"It's my middle name."
The grandfathers, Mrs. Ducat, and the girl did not join in the game. Jim played with discretion and luck. Mel lost for an hour and a quarter, then remembered his mare hitched in the woods at the fork of the roads four miles away, wished everyone good night and departed. Flora saw him to the door and stood in whispered conversation on the threshold for half a minute.
"Does he come here often?" asked Jim of Mark, in a low aside, as Uncle Sam dealt the cards with mighty heaves of the shoulders as if each bit of pasteboard weighed fifty pounds.
"Every chance he gets," replied Mark. "Whenever he kin give Amos the slip. Dang if I know if it's Flora or the cards fetches 'im! Reckon it's Flora. But she don't worry. They all look the same to her, I guess."
It was eight-thirty by the Ducats' kitchen clock when Melchior Hammond departed to return to his tethered mare four miles off and continue on his interrupted way toward Bird's Corner. It was ten by the same clock when Jim Todhunter left the Ducat kitchen, after cordial handshakes all around and a promise to return on the morrow or the day after, and set out briskly for Millbrook. He walked at his best pace, in a pleasant humor with himself and the world. He approved of Piper's Glen. Flora Ducat was a charming girl. He had enjoyed his evening and his fight with Mark Ducat. He liked Mark and all the Ducats. He reached the Hammond residence on the stroke of twelve, midnight, and found the front door unlocked. Amos Hammond was as mild of manner as a lamb next morning at breakfast. Jim made no pretense of working in the store that day or of inquiring into any branch of Hammond's business. Amos Hammond kept out of Jim's way as much as possible.

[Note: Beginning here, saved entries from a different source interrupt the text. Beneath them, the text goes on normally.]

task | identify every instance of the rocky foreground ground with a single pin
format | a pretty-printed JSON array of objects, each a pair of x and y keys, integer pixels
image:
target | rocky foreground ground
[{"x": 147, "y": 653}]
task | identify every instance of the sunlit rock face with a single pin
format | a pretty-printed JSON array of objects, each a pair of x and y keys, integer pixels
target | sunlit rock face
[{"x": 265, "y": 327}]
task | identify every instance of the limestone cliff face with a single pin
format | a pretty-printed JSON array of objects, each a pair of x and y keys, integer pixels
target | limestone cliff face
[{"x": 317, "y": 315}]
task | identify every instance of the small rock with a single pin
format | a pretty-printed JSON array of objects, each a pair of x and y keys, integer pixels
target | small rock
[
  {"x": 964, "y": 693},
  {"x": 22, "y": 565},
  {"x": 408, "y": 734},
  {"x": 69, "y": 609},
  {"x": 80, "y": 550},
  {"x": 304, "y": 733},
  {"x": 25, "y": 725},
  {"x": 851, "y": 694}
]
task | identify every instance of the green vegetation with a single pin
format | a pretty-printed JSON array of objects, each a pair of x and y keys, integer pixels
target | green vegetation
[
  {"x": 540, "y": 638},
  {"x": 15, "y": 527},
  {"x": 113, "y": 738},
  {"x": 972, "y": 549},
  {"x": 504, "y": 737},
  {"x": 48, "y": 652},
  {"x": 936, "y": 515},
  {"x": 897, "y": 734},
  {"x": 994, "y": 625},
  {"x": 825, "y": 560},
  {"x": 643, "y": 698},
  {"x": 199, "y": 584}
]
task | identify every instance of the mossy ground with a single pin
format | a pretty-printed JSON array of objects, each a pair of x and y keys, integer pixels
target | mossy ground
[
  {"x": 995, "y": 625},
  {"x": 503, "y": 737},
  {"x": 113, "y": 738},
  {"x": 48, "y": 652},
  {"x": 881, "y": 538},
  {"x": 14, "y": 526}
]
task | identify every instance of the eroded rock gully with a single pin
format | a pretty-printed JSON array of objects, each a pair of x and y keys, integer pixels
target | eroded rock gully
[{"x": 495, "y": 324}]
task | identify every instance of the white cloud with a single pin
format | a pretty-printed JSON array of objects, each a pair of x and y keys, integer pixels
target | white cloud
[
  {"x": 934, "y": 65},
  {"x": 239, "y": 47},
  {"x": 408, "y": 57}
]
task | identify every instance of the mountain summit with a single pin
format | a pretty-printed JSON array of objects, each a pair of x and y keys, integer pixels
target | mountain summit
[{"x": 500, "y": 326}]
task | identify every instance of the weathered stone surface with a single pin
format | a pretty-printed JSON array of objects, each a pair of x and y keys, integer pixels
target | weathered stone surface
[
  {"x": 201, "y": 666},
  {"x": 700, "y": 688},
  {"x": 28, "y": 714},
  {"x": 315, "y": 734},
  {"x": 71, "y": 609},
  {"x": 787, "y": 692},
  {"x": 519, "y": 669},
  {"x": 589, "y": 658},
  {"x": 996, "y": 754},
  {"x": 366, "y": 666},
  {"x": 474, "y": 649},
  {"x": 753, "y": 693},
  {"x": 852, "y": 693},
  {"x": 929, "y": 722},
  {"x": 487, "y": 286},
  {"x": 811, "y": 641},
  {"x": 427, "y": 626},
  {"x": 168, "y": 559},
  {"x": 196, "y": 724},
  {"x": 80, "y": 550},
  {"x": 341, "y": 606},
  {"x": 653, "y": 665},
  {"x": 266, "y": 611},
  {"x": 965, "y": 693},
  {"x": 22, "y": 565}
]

A week passed, during which period of time Jim made several trips up to Piper's Glen. On the eighth day after his first meeting with the Ducats, he visited them for the fourth time and remained in that hospitable kitchen until eleven o'clock at night. It was past one when he reached Millbrook. The front door was locked, the back door was locked, and he tossed gravel up against Hammond's window until lamplight shone forth. Up went the lower sash with a bang and rattle and the man of the house looked out and down.
"The doors are locked," said Jim.
"Spawn of the devil!" cried Amos. "Cumberer of the earth! Eater of the bread of idleness and corruption! I warn ye to go away from here! Ye've held me up to derision in the sight of my wife and children, but the Lord is on my side an' I charge ye never to darken my door again!"
"Very impressive, but it won't do," replied Jim. "I'm a part of your establishment. I must really insist upon darkening your door again."
At that, Mr. Hammond's language fell from the classical to the colloquial.